The town of Wanganui is a bit of an oddity, name wise. It has two different spellings, both of which are recognized, but one can cause quite a bit of confusion. Often the city will be spelt ‘Whanganui’, which, if following the common Maori pronunciation for words, would make it sound like ‘Fanganui’. But in this case, it is pronounced ‘Wanganui’ (or ‘W’anganui’, the official pronunciation given by the local Maori). The written name has been shifted back and forth by the government (locals voted to keep ‘Wanganui’), and now both are considered correct (the pronunciation hasn’t changed). It’s all very confusing, the history on it.
(For my purposes, I’ll use Wanganui to designate the town and Whanganui for the river and park).
What isn’t confusing is the town itself. The Whanganui River is the prominent feature of the city, cutting a swath beside the downtown on it’s journey to the ocean. The river is the third longest in New Zealand, and starts up near Lake Taupo. It also so happened that my hostel was situated right along the river.
Across from the downtown sits a bit of an oddity – an elevator built into a hill. It is the only underground elevator publicly accessible in New Zealand.
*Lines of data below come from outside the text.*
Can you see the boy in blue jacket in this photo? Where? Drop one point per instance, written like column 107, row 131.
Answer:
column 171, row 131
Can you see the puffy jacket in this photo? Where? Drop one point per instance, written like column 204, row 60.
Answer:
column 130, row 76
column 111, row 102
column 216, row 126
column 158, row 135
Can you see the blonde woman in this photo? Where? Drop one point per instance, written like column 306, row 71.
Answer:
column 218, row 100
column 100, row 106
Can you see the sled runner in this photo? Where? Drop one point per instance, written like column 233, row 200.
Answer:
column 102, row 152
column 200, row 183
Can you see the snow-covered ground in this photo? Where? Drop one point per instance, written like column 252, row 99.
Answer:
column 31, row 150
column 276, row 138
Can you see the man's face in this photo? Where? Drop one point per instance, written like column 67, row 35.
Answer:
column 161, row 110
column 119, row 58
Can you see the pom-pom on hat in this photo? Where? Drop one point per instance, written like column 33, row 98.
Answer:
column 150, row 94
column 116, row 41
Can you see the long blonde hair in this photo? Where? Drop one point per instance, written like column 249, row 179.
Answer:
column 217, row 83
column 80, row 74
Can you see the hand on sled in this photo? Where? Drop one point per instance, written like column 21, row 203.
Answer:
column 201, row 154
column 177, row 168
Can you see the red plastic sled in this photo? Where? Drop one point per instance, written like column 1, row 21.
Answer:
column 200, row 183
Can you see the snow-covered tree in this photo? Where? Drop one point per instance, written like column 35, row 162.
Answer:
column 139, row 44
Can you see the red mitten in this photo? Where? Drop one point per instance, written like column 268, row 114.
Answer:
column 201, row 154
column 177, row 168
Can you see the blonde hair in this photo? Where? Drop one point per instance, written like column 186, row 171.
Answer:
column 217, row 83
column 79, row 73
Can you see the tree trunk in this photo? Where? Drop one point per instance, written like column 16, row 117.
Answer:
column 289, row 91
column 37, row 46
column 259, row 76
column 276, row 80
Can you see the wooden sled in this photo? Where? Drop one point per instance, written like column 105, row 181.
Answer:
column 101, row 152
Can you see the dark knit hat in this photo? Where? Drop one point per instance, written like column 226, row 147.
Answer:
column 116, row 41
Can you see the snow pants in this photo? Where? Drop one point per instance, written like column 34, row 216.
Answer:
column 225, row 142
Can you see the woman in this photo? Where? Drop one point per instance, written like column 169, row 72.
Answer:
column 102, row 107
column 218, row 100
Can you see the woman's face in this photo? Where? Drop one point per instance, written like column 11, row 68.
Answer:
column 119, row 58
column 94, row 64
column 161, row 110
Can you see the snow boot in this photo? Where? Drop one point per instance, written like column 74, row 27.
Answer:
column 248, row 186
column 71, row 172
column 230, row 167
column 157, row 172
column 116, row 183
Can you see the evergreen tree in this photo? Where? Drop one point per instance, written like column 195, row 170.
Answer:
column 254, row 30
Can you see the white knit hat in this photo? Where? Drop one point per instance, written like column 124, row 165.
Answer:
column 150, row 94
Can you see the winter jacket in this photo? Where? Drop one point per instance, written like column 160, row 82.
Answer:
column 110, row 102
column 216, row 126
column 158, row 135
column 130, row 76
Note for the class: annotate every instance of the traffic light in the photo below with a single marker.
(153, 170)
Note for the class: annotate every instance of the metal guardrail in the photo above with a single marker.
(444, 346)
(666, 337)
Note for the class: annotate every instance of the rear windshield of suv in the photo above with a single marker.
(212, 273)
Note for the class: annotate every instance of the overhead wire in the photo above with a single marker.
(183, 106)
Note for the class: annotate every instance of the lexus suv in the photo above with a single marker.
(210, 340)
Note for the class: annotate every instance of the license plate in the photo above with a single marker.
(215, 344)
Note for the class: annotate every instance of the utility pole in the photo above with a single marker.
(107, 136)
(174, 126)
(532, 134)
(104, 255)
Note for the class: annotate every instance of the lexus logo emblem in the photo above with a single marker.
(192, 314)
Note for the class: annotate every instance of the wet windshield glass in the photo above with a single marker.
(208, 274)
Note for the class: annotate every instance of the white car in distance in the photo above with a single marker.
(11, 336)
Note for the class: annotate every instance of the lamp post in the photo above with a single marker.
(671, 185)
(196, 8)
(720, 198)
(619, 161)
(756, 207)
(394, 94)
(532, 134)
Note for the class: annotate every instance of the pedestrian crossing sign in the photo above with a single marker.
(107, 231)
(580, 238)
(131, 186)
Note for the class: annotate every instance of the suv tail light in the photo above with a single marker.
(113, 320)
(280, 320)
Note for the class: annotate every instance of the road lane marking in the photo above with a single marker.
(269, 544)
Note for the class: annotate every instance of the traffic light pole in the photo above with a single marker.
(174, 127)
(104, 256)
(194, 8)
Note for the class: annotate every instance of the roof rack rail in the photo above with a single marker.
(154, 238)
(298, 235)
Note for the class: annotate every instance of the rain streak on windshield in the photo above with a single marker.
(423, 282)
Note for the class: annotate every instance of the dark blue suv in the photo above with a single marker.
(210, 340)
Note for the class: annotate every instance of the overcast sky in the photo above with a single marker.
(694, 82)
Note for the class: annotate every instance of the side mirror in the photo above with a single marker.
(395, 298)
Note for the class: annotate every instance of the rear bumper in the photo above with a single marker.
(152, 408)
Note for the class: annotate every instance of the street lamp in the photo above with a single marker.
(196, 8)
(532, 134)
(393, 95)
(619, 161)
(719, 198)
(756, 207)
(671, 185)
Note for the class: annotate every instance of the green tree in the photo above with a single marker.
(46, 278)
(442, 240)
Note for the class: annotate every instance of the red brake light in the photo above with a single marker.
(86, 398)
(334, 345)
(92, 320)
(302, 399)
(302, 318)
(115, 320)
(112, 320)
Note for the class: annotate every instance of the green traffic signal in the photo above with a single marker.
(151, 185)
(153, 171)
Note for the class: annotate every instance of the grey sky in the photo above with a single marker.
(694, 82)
Having been on subways before, to me, it’s not exactly my first time on one such contraption.
But I went along for the ride anyways. Even the tunnel reminded me of a subway! The elevator was pretty amusing, it even has someone always on staff to direct it!
From the elevator you can climb on top of the building and get a good perspective of the city of Wanganui. There, the Whanganui river heads towards the open ocean.
Upstream, heading back inland.
And the downtown district of Wanganui itself. The downtown was nicely laid out and easy to wander around.
Behind the elevator was another tower.
And since it was free to climb, I did just that! Some 180 steps to the top gives an even better view! You can see the elevator at the bottom of the picture, in the middle.
This was also one of the few times in New Zealand that I’d seen a lot of safety type equipment. Sure, there are guardrails and such in many spots, but you are caged in at the top of this spot!
The next day, I’d be off to explore the river that the town of Wanganui derives it’s name from, along the Whanganui River Road.